ANNAPOLIS – A Senate panel Friday killed a proposal to make Maryland restaurants and bars smoke free.
The Clean Indoor Air Act of 2004, sponsored by Sen. Ida Ruben, D-Montgomery, was shelved in a 6-5 vote by the Senate Finance Committee. It would have prohibited smoking in all work environments, including restaurants and bars, and would have made Maryland the seventh smoke-free state.
Currently, hospitality employees are the only workers exempted from the state’s smoke-free workplace law.
Supporters packed a Feb. 12 hearing, touting the success of laws in other states, such as New York and Delaware, and lamenting the health problems experienced by workers, including headaches, eye strain and breathing problems.
Opposition came from restaurants and bars who said a ban would hurt business.

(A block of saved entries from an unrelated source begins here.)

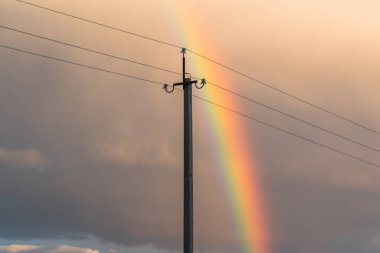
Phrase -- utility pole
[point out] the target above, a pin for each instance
(187, 85)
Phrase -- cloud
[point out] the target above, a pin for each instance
(119, 153)
(15, 248)
(71, 249)
(22, 158)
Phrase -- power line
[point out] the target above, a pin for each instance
(200, 98)
(285, 131)
(284, 92)
(211, 60)
(81, 65)
(89, 50)
(173, 72)
(294, 117)
(103, 25)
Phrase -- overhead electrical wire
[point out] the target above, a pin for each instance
(200, 98)
(80, 64)
(211, 60)
(88, 50)
(177, 73)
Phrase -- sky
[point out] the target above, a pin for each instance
(92, 162)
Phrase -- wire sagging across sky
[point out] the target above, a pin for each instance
(257, 81)
(200, 98)
(210, 83)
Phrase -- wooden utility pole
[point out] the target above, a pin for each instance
(187, 85)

The support was not enough to convince the committee to sign on.
Senate Finance Chairman Thomas M. Middleton, D-Charles, lauded the awareness-raising efforts of advocates, but said that change should come from economic pressure.
Middleton, who voted against the bill, said patrons should appeal to the business savvy of restaurant owners, who will bow to consumers demanding smoke-free environments.
“I do recognize that non-smokers have rights and that smokers have rights, and hopefully by bringing economic pressure we can create change and make consumers some options,” said Middleton, acknowledging that non-smokers have few smoke-free choices for dining or working.
Middleton also said he would work in his own district to raise awareness of the issue and encourage businesses to voluntarily go smoke-free.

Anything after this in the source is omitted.